Cardinal Tien College of Healthcare and Management
- Type: private, junior college
- Established: August 1971
- Location: Xindian, New Taipei, Taiwan 24°58′37″N 121°32′13″E﻿ / ﻿24.977038°N 121.537064°E
- Website: Official website

= Cardinal Tien College of Healthcare and Management =

Junior college in Xindian, New Taipei, Taiwan

Cardinal Tien College of Healthcare and Management (CTCN; 耕莘健康管理專科學校 (耕莘健康管理专科学校, Keng-sin Kiān-khong Koán-lí Choan-kho Ha̍k-hāu, Gēngshēn Jiànkāng Guǎnlǐ Zhuānkē Xuéxiào)) is a private, Roman Catholic, junior college in Xindian District, New Taipei and Sanxing Township, Yilan County, Taiwan.

The college was initially named the Cardinal Tien College of Medicine and Nursing, but it was later renamed the Cardinal Tien College of Healthcare and Management in 2005 to reflect its expanded scope of programs.
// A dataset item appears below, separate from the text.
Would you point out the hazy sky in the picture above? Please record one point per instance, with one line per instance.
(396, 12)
CTCHM offers a range of undergraduate and graduate programs in healthcare and management, including nursing, medical laboratory science, occupational therapy, physical therapy, healthcare management, and long-term care. The college also offers continuing education programs for healthcare professionals.

==History==
CTCN was originally established in August 1971.

Yilan Campus was operate in 2006.

==Faculties==
- Department of Cosmetic Applications and Management
- Department of Digital Media Design
- Department of Early Childhood Educare
- Department of Health and Hospitality
- Department of Health Beauty
- Department of Information Management
- Department of Nursing
- Holistic Education Center

==Transportation==
The college is accessible within walking distance West from Qizhang Station of the Taipei Metro.

And the Yilan Campus has a Kuo-Guang Bus Station (Route 1794A/1794B) connect to TR Luodong Station.